BONEPOS.WATAMPONE (16/02/2013) – Budi daya ikan air tawar dengan menggunakan kolam terpal sudah memudahkan masyarakat perkotaan karena tidak membutuhkan lahan yang luas. Asal mau, pekarangan rumah pun bisa dimanfaatkan tanpa mengganggu lingkungan sekelilingnya. Artinya,lahan yang selama ini kurang bermanfaat bisa disulap menjadi penghasil rupiah.

bonepos  terpal lele

Dengan demikian, maka siapapun yang ingin mengembangkan usaha ini dapat mencobanya lantaran luas lahan dan biaya yang dibutuhkan tidak terlalu mahal.

Kolam terpal bisa menghasilkan uang pada rumah-rumah yang bertingkat tanpa mengganggu ruangan yang ada. Di samping itu, biayanya juga tergolong murah dan dapat diubah posisinya serta dapat dipindahkan sesuai keinginan pemiliknya.

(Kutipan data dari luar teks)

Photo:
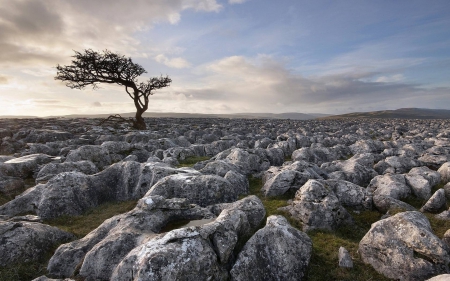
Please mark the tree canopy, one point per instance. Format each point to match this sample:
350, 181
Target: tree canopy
92, 68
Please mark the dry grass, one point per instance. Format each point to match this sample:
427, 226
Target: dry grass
191, 161
82, 225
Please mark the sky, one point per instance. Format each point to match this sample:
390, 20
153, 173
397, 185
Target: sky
231, 56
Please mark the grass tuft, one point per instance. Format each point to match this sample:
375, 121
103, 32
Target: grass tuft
191, 161
324, 263
82, 225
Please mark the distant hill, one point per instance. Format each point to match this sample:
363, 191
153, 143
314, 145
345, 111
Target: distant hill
403, 113
290, 115
17, 117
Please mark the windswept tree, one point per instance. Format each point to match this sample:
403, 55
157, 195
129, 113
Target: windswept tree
92, 68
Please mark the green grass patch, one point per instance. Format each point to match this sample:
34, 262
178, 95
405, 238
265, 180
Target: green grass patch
191, 161
82, 225
23, 271
324, 263
6, 197
439, 226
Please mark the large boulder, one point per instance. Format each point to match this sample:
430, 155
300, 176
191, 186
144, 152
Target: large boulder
436, 203
276, 252
400, 164
99, 252
317, 207
278, 180
25, 166
52, 169
193, 253
444, 171
350, 194
404, 247
357, 169
317, 155
23, 241
72, 193
392, 185
101, 156
203, 190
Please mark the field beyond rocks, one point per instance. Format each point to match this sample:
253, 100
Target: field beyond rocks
225, 199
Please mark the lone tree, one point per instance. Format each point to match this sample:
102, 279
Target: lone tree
92, 68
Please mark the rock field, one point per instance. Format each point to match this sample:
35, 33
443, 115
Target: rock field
326, 171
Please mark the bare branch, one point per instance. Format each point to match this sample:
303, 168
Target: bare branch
92, 68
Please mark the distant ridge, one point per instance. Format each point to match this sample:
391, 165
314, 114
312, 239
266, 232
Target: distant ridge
289, 115
401, 113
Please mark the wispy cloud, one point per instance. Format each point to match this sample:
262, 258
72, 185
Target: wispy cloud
173, 62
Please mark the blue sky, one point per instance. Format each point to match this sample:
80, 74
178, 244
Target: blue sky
232, 56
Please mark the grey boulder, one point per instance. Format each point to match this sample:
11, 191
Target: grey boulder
404, 247
23, 241
193, 253
317, 207
276, 252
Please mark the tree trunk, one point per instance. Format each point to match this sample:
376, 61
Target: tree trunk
139, 123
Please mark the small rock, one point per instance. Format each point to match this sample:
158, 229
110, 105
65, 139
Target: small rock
345, 260
435, 203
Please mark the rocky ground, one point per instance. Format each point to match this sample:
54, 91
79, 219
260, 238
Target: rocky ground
267, 199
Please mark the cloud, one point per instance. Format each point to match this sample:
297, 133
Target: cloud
174, 62
236, 1
45, 32
390, 79
44, 101
265, 84
4, 79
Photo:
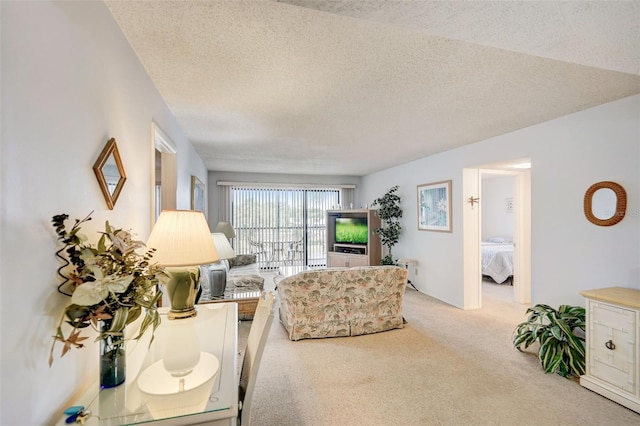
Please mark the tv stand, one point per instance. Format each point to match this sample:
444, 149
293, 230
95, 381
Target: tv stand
350, 255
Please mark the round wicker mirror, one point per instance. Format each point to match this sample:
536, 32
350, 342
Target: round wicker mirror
605, 203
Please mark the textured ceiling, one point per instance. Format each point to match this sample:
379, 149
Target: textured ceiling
352, 87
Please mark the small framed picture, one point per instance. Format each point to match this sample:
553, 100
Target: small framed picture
434, 206
197, 194
508, 207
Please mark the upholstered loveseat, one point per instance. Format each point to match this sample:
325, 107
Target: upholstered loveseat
240, 271
342, 301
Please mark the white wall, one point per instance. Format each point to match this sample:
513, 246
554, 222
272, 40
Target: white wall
569, 253
496, 220
70, 81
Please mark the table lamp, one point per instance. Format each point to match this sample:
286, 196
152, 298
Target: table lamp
182, 240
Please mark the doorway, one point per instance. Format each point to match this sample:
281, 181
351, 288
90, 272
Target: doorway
163, 173
475, 230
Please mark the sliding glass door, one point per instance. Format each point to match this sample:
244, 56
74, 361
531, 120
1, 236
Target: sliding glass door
283, 227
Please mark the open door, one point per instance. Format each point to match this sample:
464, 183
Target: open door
472, 220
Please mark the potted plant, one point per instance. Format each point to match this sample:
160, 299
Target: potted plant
111, 285
561, 337
390, 212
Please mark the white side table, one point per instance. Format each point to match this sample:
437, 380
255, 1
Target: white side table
613, 344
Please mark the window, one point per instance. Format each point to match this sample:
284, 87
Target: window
282, 226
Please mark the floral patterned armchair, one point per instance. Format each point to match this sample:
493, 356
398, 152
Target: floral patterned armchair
342, 302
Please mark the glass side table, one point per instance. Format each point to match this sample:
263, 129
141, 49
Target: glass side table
213, 401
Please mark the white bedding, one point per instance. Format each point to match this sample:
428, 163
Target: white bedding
497, 261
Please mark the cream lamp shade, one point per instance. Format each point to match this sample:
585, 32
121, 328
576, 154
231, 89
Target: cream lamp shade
225, 251
182, 238
182, 241
226, 229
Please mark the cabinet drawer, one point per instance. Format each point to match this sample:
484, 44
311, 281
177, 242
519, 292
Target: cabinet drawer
612, 345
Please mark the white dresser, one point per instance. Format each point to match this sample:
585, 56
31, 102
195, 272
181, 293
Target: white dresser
613, 344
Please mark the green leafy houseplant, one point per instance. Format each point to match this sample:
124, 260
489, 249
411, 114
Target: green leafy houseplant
390, 212
110, 282
561, 337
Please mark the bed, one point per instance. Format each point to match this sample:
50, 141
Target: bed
497, 261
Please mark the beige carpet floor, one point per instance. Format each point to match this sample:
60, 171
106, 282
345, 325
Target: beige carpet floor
446, 367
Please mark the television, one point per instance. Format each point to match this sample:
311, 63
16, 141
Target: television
352, 230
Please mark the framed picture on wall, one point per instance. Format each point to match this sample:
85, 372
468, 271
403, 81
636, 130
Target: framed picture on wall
434, 206
197, 194
508, 205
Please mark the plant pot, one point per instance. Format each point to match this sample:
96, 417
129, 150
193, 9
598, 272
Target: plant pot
113, 357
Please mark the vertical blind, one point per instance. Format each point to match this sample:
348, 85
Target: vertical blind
282, 226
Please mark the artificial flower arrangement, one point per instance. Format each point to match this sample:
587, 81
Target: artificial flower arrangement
110, 282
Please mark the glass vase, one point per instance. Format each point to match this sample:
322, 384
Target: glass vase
113, 359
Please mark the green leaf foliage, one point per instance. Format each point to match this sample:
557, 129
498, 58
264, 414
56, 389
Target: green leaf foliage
113, 281
390, 212
561, 349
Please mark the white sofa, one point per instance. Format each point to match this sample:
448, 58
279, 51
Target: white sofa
240, 271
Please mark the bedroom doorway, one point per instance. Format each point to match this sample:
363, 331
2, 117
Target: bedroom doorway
478, 228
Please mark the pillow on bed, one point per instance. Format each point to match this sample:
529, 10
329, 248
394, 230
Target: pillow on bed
495, 240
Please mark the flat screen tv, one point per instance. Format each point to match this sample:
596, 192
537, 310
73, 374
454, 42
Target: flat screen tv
351, 230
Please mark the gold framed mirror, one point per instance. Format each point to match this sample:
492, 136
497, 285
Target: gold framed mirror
110, 173
605, 203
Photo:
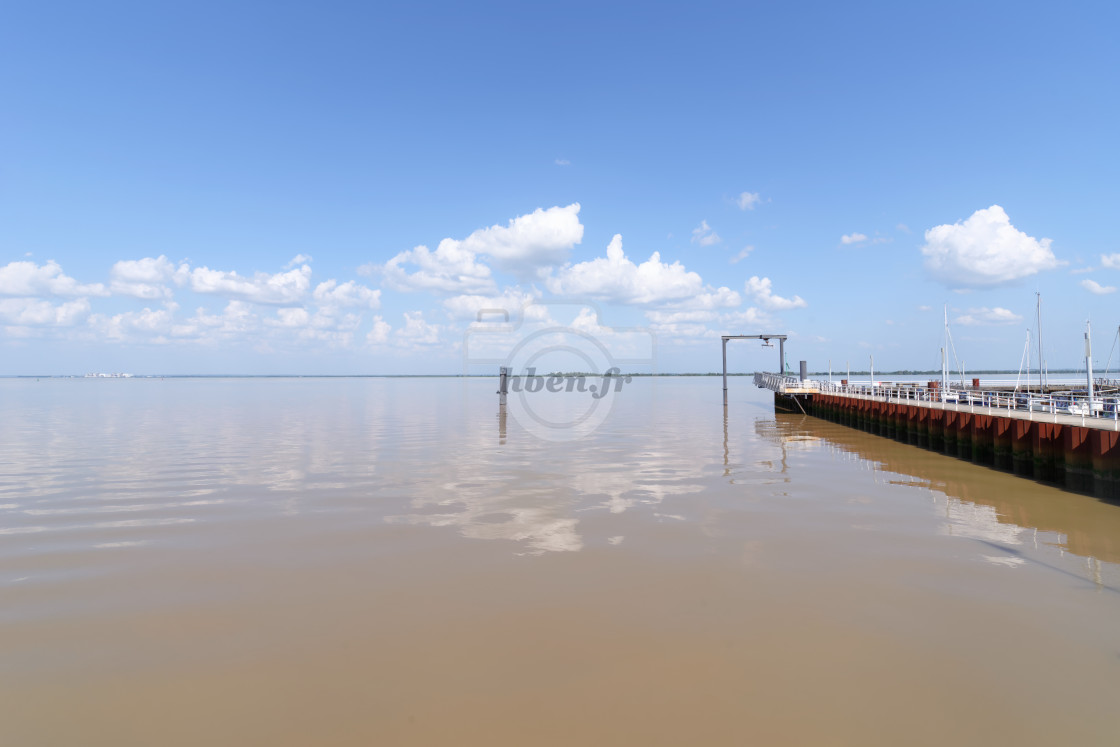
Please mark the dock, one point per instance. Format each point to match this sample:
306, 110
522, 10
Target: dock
1057, 437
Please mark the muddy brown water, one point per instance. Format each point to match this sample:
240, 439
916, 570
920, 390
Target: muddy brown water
388, 561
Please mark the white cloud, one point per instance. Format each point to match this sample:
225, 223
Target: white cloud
615, 278
743, 254
31, 279
289, 287
759, 288
747, 201
719, 298
346, 295
38, 313
146, 278
986, 316
379, 334
694, 316
1094, 287
985, 250
530, 242
705, 235
152, 325
450, 269
418, 332
236, 320
512, 301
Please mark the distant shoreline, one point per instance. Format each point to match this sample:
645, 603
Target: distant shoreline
494, 375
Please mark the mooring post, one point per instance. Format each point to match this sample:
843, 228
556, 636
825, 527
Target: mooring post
725, 372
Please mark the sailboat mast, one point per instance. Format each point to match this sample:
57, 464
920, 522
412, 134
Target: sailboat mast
944, 358
1042, 364
1089, 365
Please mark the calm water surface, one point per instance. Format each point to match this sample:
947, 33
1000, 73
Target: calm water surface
390, 561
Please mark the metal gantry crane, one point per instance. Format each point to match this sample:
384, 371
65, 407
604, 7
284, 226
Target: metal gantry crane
766, 341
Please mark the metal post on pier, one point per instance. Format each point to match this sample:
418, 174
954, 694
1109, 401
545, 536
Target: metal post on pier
725, 372
503, 385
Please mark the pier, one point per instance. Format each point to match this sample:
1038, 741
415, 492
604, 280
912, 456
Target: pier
1061, 437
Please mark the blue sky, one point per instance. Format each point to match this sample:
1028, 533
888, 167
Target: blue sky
242, 187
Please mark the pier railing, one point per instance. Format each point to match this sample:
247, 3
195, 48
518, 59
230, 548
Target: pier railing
1055, 407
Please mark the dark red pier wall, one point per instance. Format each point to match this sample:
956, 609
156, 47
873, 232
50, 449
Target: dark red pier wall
1074, 457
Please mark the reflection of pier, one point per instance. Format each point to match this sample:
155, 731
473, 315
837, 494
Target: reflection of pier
1091, 529
1033, 435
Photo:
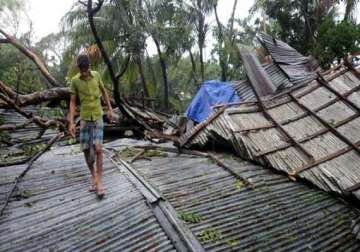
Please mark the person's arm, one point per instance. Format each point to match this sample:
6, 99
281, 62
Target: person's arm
107, 101
72, 109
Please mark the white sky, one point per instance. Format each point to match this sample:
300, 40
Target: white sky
46, 16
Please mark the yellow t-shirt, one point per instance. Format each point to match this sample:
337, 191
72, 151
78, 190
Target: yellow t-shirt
89, 93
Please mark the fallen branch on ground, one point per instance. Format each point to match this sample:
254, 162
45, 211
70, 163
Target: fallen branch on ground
31, 55
32, 160
16, 126
36, 119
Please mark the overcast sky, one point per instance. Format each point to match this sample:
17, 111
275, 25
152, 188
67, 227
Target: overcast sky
46, 16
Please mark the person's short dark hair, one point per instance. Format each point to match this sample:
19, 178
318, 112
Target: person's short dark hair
83, 61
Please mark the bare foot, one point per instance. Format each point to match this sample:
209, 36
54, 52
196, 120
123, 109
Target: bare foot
100, 191
92, 187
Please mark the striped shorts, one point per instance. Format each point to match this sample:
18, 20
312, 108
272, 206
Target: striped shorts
91, 131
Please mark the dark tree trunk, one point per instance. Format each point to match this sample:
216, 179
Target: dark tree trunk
222, 56
142, 75
31, 55
164, 75
193, 65
116, 90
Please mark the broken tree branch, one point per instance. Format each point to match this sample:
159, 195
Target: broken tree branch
32, 160
37, 120
31, 55
123, 70
53, 94
91, 12
16, 126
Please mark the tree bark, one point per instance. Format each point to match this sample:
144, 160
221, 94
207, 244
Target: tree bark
31, 55
222, 60
116, 90
201, 38
53, 94
142, 75
164, 75
193, 65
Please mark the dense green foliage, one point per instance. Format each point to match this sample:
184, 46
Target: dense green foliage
163, 42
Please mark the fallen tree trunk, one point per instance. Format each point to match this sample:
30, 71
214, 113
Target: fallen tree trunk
31, 55
37, 120
53, 95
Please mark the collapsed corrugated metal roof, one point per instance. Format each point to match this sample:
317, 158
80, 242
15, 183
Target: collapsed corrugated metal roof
312, 131
53, 210
298, 68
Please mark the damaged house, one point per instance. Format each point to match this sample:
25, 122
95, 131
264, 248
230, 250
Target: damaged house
292, 122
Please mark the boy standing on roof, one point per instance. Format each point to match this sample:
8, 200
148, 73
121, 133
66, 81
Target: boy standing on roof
88, 86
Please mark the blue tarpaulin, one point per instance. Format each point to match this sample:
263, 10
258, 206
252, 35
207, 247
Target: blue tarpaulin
211, 93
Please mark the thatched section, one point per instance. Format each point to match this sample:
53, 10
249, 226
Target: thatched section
325, 123
311, 130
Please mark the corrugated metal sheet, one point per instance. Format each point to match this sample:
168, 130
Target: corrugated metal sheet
225, 215
61, 215
253, 136
298, 68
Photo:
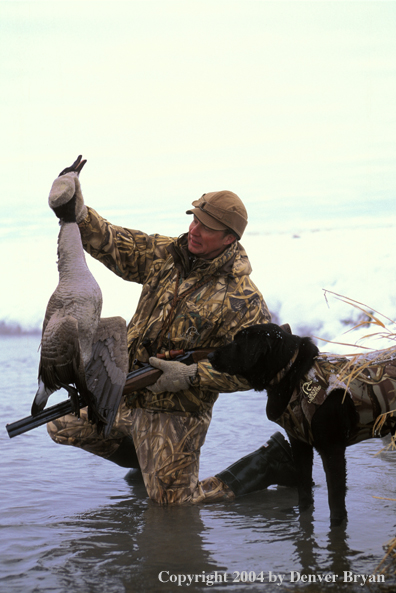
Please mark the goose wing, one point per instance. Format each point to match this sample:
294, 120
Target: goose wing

Kolam terpal ini merupakan salah satu peluang yang baik bagi pengembangan budi daya ikan ikan nila (Oreochromis niloticus), ikan lele (Clarias sp). Sumber air berasal dari sumur kolam terpal memiliki tiga buah pertama untuk pemeliharaan benih nila dan lele.

Dari hasil pantauan bonepos Jumat (15/02/2013) usaha budidaya ikan di lahan kritis sudah ada diterapkan di jalan A.malla Kecamatan tanete riattang kelurahan biru.

Usaha ini dirintis sejak akhir tahun 2011 oleh Supriadi menurut dia dengan adanya pemanfaatan lahan kritis untuk budidaya ikan dapat mendorong kesejahteraan masyarakat yang sebagian mata pencahariannya berprofesi sebagai petani. Bibit ikan ini didatangkan dari maros, soppeng, dan sukabumi.

Tujuan pemanfaatan lahan kritis untuk melatih masyarakat disekitar lokasi usaha tersebut dalam mengembangkan budidaya perikanan. Selain usaha budidaya pemanfaatan dilahan kritis dia juga membuka usaha pengolahan ikan seperti bandeng asap, bandeng fresto, bandeng tanpa duri, abon bandeng, dll.

Dan sebagai pemilik dan pendiri usaha pengolahan ikan nunung indrawati S.Pd. menurut supriadi modal untuk membangun sangat kecil sekitar Rp.500 ribu yang pertama di beli kolam terpal dan selang.

Di usahanya tersebut pernah menjaling kerjasama kementerian kelautan dan perikanan ditunjuk sebagai pusat pelatihan mandiri kelautan perikanan P2MKP. Usaha ini diperkerjakan oleh tiga orang ibu rumah tangga dan dua orang anak yang putus sekolah yang berada disekitar lokasi usaha tersebut. Harapan dari Supriadi akan membentuk kelompok pembudidayaan.